Less stress equals better choices all round, resulting in more money left to spend on shoes or handbags or school fees or debt reduction or holidays… things that will improve your quality of life (and I do include shoes and handbags in that!).

  • Keep a list of essential items hanging in the pantry. Remember to include fresh and frozen items, toiletries and cleaning products. Refer to it when making out the grocery list.
  • File the essentials list in your computer. Print one each week and check off what you need. If you include prices then you can cost your week's shop before you leave the house. Use the online shopping services for a basic price guide.
  • When writing the week's shopping list, check out the supermarket flyers and plan around specials and seasonal produce.
  • Determine whether or not you are purchasing all your groceries at one place or whether you are shopping around. Write the name of the supplier next to items that need to be sourced elsewhere.
  • Choose a day and time to shop and stick to it. If you run out of something, make do until the following week.
  • Keep track of how much bread, milk, loo paper and laundry liquid you go through each week so you know how much to stock. Changes to the household – the arrival of a homestay student or a teenager away at camp – can be anticipated.
  • Use a small whiteboard in the kitchen to record items that need replacing or are running low so they can be included on the grocery list.
  • Overstocking: "Oooh, that seems cheap. I'm not sure if we have any at home so I'll take 10 just to be on the safe side".
  • Wastage: "We might have a salad tomorrow so I'll buy extra fresh stuff just in case".
  • Overspending: "Yikes, it didn't seem like that much when I put it in the trolley!"
  • Dumb choices: Buying junk food, small appliances, flat screen tvs because they are on special.
  • Omitting important or needed items: "Oops, I forgot the bread and milk!"
  • Degeneration of cooking skills due to lazy shopping: "We need to eat up those frozen pizzas/curries/pies I bought last June…"

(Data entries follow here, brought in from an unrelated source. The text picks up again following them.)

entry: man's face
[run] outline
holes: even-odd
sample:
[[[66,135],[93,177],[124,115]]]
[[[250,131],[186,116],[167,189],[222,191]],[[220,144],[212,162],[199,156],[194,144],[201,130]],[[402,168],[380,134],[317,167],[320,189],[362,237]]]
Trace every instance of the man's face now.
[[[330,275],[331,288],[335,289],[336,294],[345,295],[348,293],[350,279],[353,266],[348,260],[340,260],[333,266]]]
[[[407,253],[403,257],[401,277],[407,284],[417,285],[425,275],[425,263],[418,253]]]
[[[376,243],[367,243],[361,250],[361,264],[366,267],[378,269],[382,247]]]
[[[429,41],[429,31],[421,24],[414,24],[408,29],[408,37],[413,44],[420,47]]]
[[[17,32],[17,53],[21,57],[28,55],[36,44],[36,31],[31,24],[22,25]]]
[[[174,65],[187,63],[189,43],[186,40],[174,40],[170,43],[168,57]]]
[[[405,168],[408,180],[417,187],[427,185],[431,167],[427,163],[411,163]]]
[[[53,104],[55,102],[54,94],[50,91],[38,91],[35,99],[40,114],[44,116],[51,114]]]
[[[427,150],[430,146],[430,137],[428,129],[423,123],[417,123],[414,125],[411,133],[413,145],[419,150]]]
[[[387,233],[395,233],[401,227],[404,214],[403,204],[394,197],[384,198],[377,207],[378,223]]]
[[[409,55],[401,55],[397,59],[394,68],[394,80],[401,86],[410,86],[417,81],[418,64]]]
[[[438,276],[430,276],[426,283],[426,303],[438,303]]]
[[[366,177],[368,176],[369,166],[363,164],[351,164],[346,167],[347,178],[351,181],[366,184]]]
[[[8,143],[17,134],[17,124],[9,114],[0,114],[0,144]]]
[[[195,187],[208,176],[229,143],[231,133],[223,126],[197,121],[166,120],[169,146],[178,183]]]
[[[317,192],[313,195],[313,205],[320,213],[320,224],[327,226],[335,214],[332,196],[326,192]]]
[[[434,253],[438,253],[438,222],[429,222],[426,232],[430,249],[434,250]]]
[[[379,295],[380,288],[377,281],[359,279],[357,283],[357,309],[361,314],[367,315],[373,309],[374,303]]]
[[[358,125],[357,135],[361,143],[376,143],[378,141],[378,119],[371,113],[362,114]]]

Identify a selection of dishes or recipe styles that are based around basic store cupboard items and keep a list of those dishes pinned inside the pantry as prompts. For example:

  • Potatoes: Frittata, salad, soup base, veg for curried dishes
  • Eggs: Pancakes, fritters, soufflé, frittata, omelettes
  • Tinned tomatoes: Pasta sauce, soup, pizza topping, Mexican dishes
  • Canned beans: Curries, salads, burger/rissole-type things, Mexican dishes
  • Canned sweet corn: Fritters, chowder
  • Flour: Breads, pancakes or crepes, tortillas, pastry 

When you spot an item that you would really like to try, instead of just buying it on the off chance you might use it, write it down, along with the shelf price and consider it for next week's shop. Then when planning next week's meals you can weigh up whether or not you will actually use this exciting new thing, or if it's likely to languish on the pantry shelves for months while you go off the whole idea.

Have a good look in the pantry. While there may not be much that screams "eat me, eat me!", you may notice items that need using up, either because you have had them so long or because they are overstocked. Dig out some recipes and use what you have before buying anything else.

If you do decide to make a new dish, consider what it will cost. Are the ingredients in season at the moment? Is the meat you need on special? Should you wait to try the dish until you can buy the ingredients cheaper?